Shorter descriptions cost fewer tokens and are easier for agents to parse. Every sentence should earn its place.

Completeness4/5

Given the tool's complexity, does the description cover enough for an agent to succeed on first attempt?

Given the tool's complexity (identifying interactive elements) and the absence of annotations and output schema, the description does a good job of providing context. It explains the purpose, usage, behavioral traits, and output format. However, it doesn't detail potential limitations or error cases, which could enhance completeness for an interactive tool.

Complex tools with many parameters or behaviors need more documentation. Simple tools need less. This dimension scales expectations accordingly.

Parameters3/5

Does the description clarify parameter syntax, constraints, interactions, or defaults beyond what the schema provides?

Schema description coverage is 100%, so the schema already documents both parameters thoroughly. The description adds some context by emphasizing specificity in instructions ('The more specific your observation instruction, the more accurate the element identification will be') and linking to the 'act tool,' but doesn't provide additional syntax or format details beyond what the schema provides. This meets the baseline for high schema coverage.

Input schemas describe structure but not intent. Descriptions should explain non-obvious parameter relationships and valid value ranges.

Purpose5/5

Does the description clearly state what the tool does and how it differs from similar tools?

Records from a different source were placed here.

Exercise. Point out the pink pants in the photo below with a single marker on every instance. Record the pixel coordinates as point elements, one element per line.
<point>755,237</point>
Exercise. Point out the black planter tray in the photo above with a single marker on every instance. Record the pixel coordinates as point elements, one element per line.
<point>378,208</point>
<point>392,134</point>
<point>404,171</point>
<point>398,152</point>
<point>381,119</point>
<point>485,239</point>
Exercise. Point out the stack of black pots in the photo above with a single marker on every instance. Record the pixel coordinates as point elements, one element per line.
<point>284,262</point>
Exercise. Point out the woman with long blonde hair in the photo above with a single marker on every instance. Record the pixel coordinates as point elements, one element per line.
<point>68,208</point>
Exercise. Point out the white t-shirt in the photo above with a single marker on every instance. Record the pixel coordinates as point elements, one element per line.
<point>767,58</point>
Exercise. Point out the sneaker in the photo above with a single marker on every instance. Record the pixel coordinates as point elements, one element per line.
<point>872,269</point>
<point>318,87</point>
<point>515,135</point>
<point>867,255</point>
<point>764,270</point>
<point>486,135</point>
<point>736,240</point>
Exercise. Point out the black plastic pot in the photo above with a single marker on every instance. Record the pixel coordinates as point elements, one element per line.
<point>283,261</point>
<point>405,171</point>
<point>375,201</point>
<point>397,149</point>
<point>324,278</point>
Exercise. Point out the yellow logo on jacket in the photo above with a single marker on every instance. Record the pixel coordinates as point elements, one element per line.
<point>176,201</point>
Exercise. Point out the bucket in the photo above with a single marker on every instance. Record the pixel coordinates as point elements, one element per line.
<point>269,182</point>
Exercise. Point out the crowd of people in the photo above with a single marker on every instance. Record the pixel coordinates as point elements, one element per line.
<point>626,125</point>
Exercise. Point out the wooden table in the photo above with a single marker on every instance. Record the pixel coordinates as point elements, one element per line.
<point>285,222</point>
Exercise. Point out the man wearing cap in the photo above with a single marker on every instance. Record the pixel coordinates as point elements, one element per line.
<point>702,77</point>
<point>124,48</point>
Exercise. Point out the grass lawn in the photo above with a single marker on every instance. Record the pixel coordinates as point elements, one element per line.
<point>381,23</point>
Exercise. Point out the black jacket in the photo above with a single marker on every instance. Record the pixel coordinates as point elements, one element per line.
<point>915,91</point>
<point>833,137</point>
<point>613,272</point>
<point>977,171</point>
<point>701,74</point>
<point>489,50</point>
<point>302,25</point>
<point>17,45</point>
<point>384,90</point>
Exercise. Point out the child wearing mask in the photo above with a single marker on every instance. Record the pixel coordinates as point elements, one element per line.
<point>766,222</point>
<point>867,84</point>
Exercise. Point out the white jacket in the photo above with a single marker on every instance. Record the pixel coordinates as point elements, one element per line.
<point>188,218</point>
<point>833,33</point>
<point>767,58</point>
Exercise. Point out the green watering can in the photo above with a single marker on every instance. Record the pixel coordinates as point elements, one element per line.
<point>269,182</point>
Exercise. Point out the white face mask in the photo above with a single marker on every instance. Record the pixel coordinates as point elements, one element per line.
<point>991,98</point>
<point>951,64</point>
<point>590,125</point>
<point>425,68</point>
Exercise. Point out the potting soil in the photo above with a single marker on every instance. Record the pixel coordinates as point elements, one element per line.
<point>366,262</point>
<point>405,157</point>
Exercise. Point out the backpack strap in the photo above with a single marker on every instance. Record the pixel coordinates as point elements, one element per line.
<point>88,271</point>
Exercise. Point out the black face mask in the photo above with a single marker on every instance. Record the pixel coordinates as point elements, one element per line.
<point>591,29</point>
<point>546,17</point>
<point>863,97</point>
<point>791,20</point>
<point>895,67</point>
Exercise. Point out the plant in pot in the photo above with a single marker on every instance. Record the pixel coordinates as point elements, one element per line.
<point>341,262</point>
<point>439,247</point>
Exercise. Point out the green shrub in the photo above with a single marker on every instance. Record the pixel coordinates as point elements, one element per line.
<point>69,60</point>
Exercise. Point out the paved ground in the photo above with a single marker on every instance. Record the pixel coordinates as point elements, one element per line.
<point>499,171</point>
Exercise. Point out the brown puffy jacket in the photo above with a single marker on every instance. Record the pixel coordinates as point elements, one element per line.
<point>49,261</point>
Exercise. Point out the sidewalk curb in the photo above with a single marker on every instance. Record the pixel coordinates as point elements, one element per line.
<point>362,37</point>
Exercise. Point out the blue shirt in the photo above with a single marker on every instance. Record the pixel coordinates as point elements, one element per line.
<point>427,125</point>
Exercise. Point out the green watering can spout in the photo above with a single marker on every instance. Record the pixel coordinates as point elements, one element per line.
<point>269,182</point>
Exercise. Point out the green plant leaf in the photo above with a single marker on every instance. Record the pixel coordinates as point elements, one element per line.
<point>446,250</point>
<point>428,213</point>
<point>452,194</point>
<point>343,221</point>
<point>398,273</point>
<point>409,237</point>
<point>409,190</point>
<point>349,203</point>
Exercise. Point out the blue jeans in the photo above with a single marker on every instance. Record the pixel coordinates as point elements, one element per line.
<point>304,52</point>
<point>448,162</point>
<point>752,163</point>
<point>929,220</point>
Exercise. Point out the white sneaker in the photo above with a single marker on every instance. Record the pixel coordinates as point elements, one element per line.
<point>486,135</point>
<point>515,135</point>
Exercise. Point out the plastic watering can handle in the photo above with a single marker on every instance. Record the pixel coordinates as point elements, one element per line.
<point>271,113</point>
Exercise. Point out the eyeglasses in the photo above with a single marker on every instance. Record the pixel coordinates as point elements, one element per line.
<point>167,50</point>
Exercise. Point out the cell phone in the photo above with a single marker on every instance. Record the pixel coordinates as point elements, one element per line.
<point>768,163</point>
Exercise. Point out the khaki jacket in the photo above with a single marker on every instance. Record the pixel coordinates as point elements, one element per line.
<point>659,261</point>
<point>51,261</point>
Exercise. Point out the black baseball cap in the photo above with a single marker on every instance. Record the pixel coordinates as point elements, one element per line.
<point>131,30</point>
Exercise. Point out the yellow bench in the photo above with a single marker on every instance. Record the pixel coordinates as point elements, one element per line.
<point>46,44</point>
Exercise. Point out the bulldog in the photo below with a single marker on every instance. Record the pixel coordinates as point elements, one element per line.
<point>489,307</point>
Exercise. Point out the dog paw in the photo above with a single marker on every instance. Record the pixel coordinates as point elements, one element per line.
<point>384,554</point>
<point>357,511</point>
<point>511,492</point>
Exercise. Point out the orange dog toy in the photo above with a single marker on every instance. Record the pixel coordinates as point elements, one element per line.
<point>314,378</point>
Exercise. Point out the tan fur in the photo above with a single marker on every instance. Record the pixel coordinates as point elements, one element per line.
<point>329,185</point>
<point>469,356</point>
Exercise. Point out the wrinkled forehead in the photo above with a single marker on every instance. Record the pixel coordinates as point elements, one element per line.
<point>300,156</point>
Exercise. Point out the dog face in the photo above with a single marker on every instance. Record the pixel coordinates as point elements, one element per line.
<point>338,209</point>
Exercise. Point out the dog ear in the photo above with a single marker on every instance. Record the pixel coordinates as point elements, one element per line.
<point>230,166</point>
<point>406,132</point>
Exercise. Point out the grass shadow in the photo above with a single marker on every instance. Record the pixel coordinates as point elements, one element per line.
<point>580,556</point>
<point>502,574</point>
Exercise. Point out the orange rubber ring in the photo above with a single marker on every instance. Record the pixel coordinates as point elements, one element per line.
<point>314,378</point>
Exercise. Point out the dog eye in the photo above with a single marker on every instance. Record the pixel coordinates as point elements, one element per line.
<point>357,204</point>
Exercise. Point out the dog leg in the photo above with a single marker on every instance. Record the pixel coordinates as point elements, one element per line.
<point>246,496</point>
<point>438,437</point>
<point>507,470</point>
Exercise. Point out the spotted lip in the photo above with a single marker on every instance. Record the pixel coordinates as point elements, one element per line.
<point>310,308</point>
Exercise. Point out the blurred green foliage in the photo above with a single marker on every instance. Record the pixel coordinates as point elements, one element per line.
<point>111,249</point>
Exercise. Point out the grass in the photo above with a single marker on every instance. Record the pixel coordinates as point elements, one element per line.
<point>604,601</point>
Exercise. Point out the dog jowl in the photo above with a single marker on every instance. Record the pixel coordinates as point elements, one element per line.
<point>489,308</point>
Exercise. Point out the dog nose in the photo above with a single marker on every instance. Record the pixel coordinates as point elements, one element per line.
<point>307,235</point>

The description clearly states the tool's purpose: 'Observes and identifies specific interactive elements on the current web page that can be used for subsequent actions.' It specifies the verb ('observes and identifies'), resource ('interactive elements'), and scope ('current web page'), and distinguishes it from siblings like 'extract' for text content and 'act' for performing actions.

Agents choose between tools based on descriptions. A clear purpose with a specific verb and resource helps agents select the right tool.

Usage Guidelines5/5

Does the description explain when to use this tool, when not to, or what alternatives exist?

The description provides explicit usage guidelines: 'Use this tool when you need to locate elements before performing actions with the act tool. DO NOT use this tool for extracting text content or data - use the extract tool instead for that purpose.' It clearly states when to use it (before actions) and when not to use it (for extraction), naming specific sibling alternatives.

Agents often have multiple tools that could apply. Explicit usage guidance like "use X instead of Y when Z" prevents misuse.